The Encryption Cold War: From Double Ratchet to Post-Quantum

To understand why Cohn’s thirty-year fight matters, you have to understand the tech stack of privacy. For a decade, the gold standard has been the Signal Protocol, utilizing the Double Ratchet algorithm to provide perfect forward secrecy. This ensures that even if a long-term key is compromised, past messages remain encrypted. It is a mathematical fortress.

The Encryption Cold War: From Double Ratchet to Post-Quantum

But the fortress is under siege.

The current regulatory push isn’t just about breaking current encryption—it’s about “harvest now, decrypt later.” State actors are vacuuming up encrypted traffic today, betting that the arrival of cryptographically relevant quantum computers (CRQCs) will render current RSA and ECC (Elliptic Curve Cryptography) obsolete. What we have is why the shift toward Post-Quantum Cryptography (PQC) is the new frontline. If we don’t migrate our primitives now, the “privacy” we enjoy today is merely a temporary delay in visibility.

“The danger is not just the loss of privacy, but the loss of the capacity for privacy. Once the infrastructure for total surveillance is baked into the hardware, no amount of legislation can claw it back.” — Industry consensus among leading cybersecurity architects.

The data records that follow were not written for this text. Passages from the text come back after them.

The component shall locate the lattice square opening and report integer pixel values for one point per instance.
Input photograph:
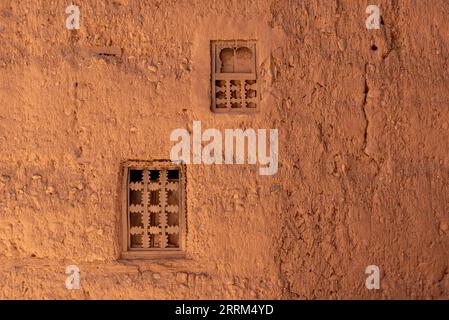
(153, 215)
(234, 77)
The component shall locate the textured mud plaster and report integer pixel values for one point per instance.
(363, 140)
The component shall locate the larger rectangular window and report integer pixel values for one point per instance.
(153, 219)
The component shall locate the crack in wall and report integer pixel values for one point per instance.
(365, 115)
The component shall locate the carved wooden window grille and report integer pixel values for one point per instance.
(154, 210)
(234, 77)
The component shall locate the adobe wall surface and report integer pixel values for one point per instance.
(363, 148)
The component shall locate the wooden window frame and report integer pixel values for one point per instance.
(152, 253)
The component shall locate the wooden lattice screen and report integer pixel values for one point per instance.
(234, 77)
(154, 208)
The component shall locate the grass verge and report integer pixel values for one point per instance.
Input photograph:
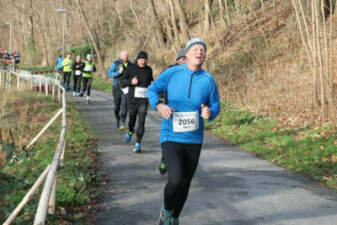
(307, 150)
(22, 167)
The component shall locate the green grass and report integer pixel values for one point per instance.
(24, 166)
(309, 151)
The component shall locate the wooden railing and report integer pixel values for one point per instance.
(47, 198)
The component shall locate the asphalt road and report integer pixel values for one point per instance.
(230, 187)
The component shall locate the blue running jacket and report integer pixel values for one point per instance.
(187, 91)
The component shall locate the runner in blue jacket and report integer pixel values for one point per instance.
(192, 97)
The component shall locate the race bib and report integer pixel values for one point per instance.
(140, 92)
(185, 121)
(125, 90)
(88, 68)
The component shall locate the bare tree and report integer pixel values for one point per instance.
(93, 40)
(157, 25)
(208, 14)
(182, 20)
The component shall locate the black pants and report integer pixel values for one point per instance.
(182, 161)
(66, 79)
(86, 85)
(139, 109)
(120, 101)
(77, 83)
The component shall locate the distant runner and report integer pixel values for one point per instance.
(87, 76)
(77, 71)
(58, 66)
(192, 97)
(67, 64)
(181, 59)
(116, 71)
(137, 77)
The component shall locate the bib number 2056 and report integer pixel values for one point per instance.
(140, 92)
(185, 121)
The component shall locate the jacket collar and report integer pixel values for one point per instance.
(194, 72)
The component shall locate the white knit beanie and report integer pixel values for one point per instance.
(195, 41)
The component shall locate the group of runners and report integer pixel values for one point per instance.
(184, 95)
(82, 73)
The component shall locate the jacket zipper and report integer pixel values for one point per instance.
(189, 90)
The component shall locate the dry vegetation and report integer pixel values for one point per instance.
(266, 56)
(21, 116)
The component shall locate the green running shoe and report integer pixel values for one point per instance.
(165, 217)
(174, 221)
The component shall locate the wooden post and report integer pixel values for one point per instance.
(52, 199)
(18, 82)
(28, 196)
(53, 90)
(62, 154)
(40, 85)
(46, 87)
(45, 128)
(59, 94)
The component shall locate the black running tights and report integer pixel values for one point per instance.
(182, 161)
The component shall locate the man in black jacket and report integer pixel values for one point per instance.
(116, 71)
(77, 74)
(137, 77)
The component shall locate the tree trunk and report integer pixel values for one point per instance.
(174, 25)
(227, 12)
(157, 25)
(31, 21)
(168, 31)
(208, 14)
(182, 20)
(92, 38)
(44, 44)
(221, 12)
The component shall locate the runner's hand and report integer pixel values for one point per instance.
(164, 110)
(134, 81)
(205, 112)
(120, 70)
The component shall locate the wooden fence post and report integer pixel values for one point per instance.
(45, 128)
(53, 90)
(46, 87)
(28, 196)
(52, 199)
(59, 94)
(18, 82)
(40, 85)
(62, 154)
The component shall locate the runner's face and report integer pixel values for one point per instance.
(141, 62)
(124, 57)
(196, 55)
(181, 61)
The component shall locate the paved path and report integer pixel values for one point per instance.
(231, 187)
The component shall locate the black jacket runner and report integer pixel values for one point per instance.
(144, 76)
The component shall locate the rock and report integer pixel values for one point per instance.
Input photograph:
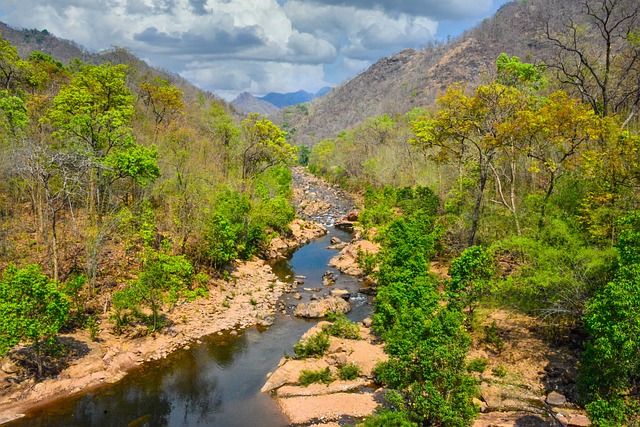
(352, 216)
(480, 404)
(9, 367)
(556, 399)
(342, 293)
(579, 421)
(320, 308)
(491, 396)
(329, 278)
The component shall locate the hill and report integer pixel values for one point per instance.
(413, 78)
(247, 103)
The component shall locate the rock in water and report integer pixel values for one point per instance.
(320, 308)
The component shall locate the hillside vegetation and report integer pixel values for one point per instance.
(526, 182)
(124, 191)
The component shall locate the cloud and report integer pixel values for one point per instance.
(228, 46)
(435, 9)
(218, 41)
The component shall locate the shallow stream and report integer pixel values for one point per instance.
(217, 382)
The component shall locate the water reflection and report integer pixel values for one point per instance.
(215, 383)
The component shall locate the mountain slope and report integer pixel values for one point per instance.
(247, 103)
(413, 78)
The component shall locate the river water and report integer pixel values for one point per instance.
(217, 382)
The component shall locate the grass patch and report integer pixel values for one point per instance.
(315, 346)
(478, 364)
(342, 327)
(321, 376)
(349, 372)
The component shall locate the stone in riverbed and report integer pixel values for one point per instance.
(320, 308)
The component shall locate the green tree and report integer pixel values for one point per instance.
(264, 146)
(96, 109)
(32, 309)
(611, 360)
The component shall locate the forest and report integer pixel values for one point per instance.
(123, 193)
(122, 196)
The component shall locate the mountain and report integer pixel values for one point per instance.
(283, 100)
(247, 103)
(414, 78)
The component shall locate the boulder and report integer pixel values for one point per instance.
(342, 293)
(320, 308)
(556, 399)
(579, 421)
(491, 395)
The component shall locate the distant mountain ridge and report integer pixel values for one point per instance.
(247, 103)
(415, 78)
(283, 100)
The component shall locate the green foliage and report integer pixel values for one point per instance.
(13, 112)
(388, 418)
(556, 273)
(425, 339)
(479, 364)
(32, 309)
(492, 337)
(499, 371)
(611, 362)
(471, 275)
(349, 371)
(342, 327)
(512, 72)
(314, 346)
(320, 376)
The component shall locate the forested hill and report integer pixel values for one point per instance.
(414, 78)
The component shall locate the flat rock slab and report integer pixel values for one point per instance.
(303, 410)
(321, 389)
(513, 419)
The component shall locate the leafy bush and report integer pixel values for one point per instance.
(32, 309)
(315, 346)
(499, 371)
(471, 274)
(342, 327)
(479, 364)
(321, 376)
(349, 372)
(388, 418)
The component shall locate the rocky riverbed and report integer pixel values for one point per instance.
(250, 297)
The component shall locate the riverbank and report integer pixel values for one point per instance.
(250, 297)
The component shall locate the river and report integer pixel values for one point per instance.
(216, 382)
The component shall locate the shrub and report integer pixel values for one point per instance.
(342, 327)
(388, 418)
(499, 371)
(478, 364)
(349, 372)
(321, 376)
(315, 346)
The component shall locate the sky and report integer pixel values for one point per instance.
(258, 46)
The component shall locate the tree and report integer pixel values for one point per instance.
(96, 109)
(12, 68)
(60, 174)
(164, 100)
(32, 309)
(264, 146)
(599, 55)
(611, 360)
(468, 129)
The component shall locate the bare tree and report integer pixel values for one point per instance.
(60, 175)
(599, 54)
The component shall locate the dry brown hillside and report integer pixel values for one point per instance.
(413, 78)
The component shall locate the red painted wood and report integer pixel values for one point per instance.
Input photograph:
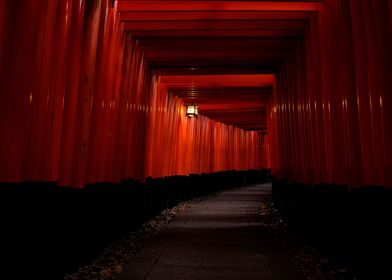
(82, 101)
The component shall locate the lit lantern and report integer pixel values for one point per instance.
(192, 111)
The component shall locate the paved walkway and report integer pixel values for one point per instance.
(220, 238)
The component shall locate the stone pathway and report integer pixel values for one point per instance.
(224, 237)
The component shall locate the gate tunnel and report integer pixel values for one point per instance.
(92, 118)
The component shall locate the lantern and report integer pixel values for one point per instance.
(192, 110)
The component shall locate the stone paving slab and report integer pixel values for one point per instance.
(220, 238)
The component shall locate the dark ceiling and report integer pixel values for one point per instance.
(221, 55)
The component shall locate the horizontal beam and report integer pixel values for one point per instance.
(145, 5)
(274, 33)
(217, 15)
(214, 25)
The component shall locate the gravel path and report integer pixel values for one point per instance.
(236, 234)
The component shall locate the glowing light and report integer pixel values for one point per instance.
(192, 110)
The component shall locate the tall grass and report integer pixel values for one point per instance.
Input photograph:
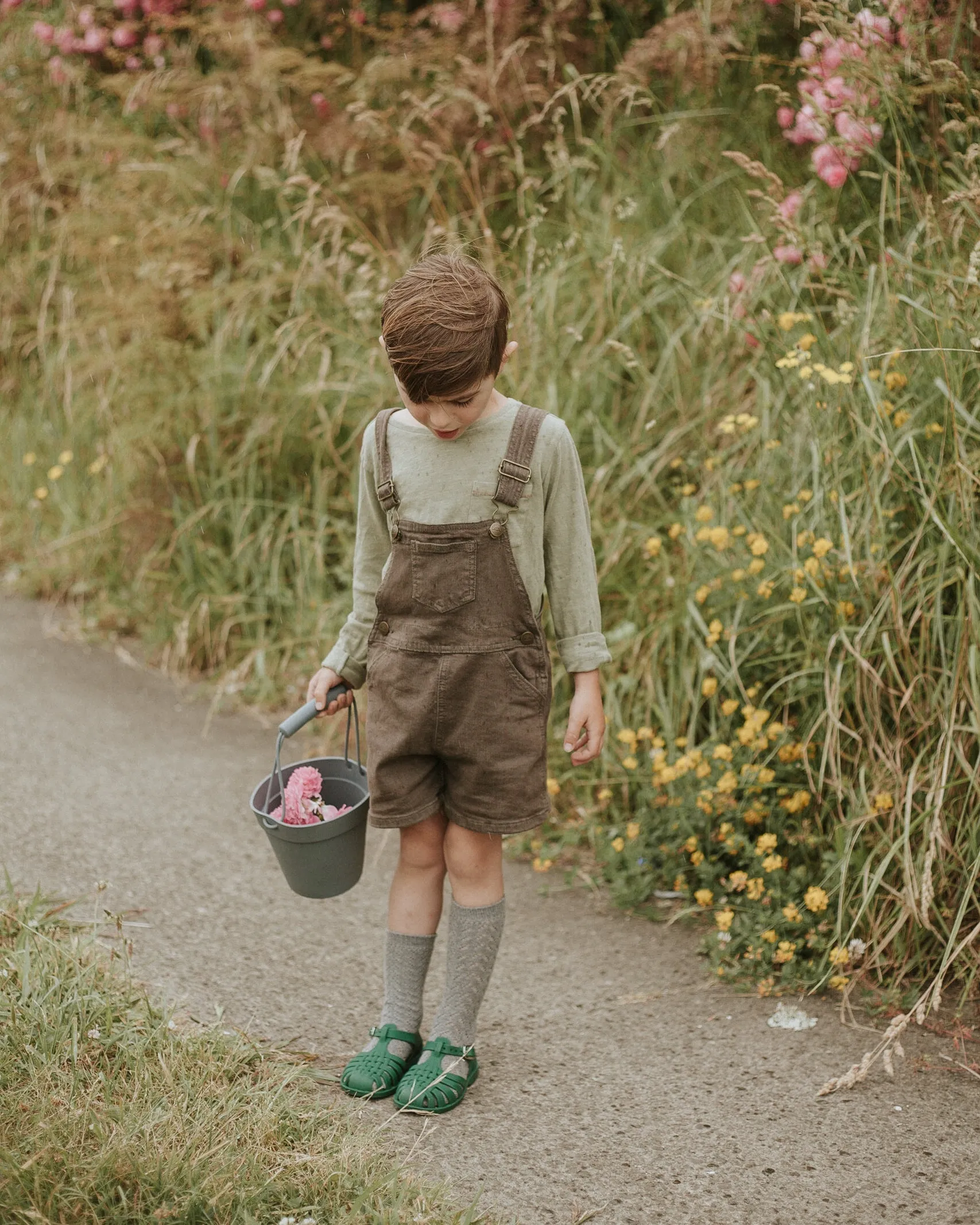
(112, 1112)
(207, 323)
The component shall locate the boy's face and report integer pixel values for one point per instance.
(449, 418)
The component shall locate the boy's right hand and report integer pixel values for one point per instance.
(320, 684)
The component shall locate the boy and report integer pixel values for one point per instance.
(471, 506)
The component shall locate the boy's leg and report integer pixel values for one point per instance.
(475, 867)
(415, 909)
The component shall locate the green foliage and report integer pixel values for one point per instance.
(109, 1112)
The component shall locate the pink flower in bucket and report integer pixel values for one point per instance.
(304, 805)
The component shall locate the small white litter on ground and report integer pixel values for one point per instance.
(788, 1016)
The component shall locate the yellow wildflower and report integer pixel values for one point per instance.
(816, 899)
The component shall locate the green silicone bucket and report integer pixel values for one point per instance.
(326, 859)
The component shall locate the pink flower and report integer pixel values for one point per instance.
(96, 41)
(447, 17)
(791, 206)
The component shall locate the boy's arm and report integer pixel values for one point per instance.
(574, 593)
(348, 657)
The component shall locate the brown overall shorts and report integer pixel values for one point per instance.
(459, 673)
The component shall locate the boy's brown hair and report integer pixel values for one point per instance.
(445, 326)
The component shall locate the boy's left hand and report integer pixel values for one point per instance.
(586, 732)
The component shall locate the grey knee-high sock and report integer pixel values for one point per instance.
(474, 938)
(406, 965)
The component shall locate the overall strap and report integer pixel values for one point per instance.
(515, 467)
(385, 488)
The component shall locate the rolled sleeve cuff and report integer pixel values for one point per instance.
(346, 667)
(583, 653)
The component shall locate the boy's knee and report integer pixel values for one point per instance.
(422, 845)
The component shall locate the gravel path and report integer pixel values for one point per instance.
(617, 1075)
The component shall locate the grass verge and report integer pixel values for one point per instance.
(113, 1114)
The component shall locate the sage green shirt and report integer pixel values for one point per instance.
(454, 482)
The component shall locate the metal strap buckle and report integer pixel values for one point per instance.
(512, 476)
(386, 493)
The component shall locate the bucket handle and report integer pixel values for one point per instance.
(298, 720)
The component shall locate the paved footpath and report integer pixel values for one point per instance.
(617, 1075)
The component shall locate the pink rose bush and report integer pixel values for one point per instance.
(837, 112)
(304, 805)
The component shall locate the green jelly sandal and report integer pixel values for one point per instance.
(377, 1072)
(427, 1088)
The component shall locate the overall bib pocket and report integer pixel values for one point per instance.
(444, 574)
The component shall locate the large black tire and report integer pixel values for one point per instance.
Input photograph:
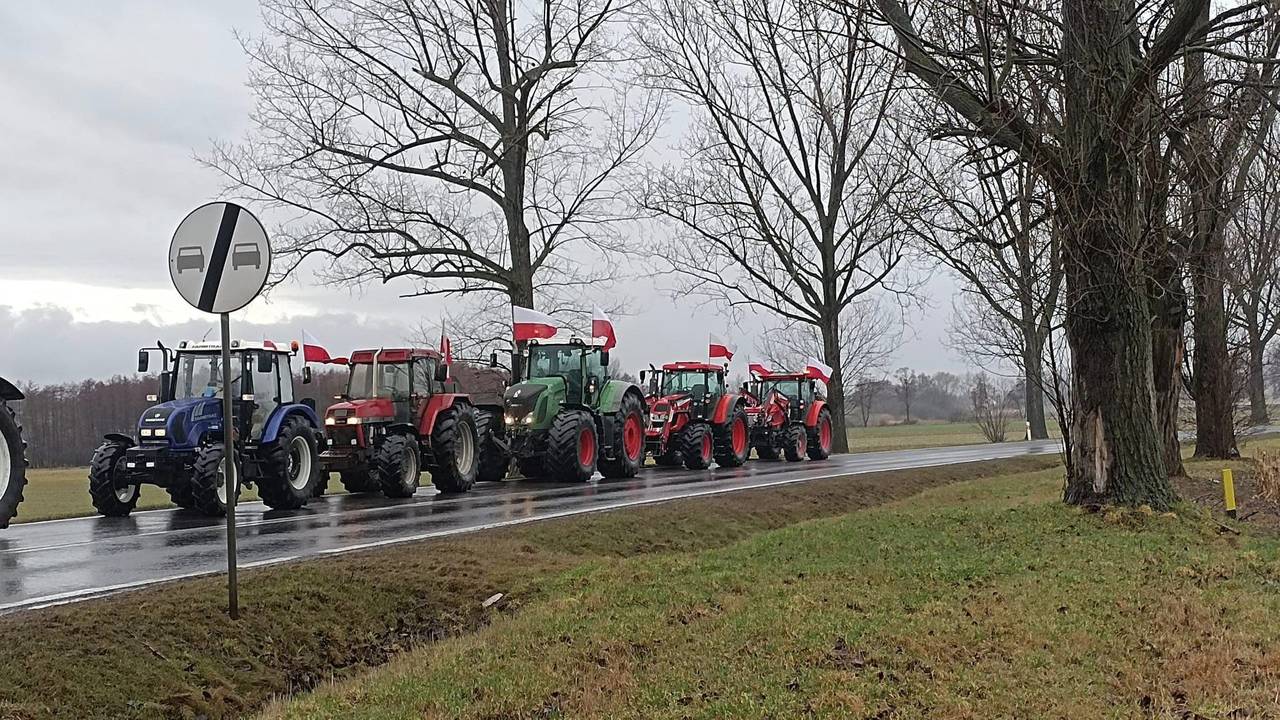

This technical reality sets the stage for Cohn’s discussion at Civic Hall on April 21 with Julie Samuels. The question—”Can we have private conversations if we live our lives online?”—isn’t a philosophical one. It is a question of whether One can implement verifiable, open-source encryption that resists both the quantum threat and the legislative mandate for backdoors.

The NPU Paradox: Privacy at the Edge or Surveillance in the Silicon?

The industry is currently selling us a dream: the “AI PC.” Marketing departments claim that by moving LLM (Large Language Model) inference from the cloud to a local NPU (Neural Processing Unit), your data never leaves your device. On paper, this is a win for privacy. No more sending your prompts to a remote server where they are used for further training or indexed by a third party.

The NPU Paradox: Privacy at the Edge or Surveillance in the Silicon?

However, this creates a new attack vector. When the “brain” of the surveillance is integrated into the SoC (System on a Chip), the boundary between user data and system telemetry blurs. If the OS has kernel-level access to the NPU’s activations, the “local” nature of the AI becomes irrelevant. The surveillance is simply more efficient.

This is the “under-the-hood” reality that defines the modern fight for digital rights. We are moving from a world of intercepted communications to a world of intercepted cognition. When Cohn meets with Anil Dash at the Brooklyn Public Library on April 23, the dialogue will likely touch upon this systemic shift. The fight is no longer just about stopping the government from reading your emails; it’s about preventing the hardware itself from becoming a witness against you.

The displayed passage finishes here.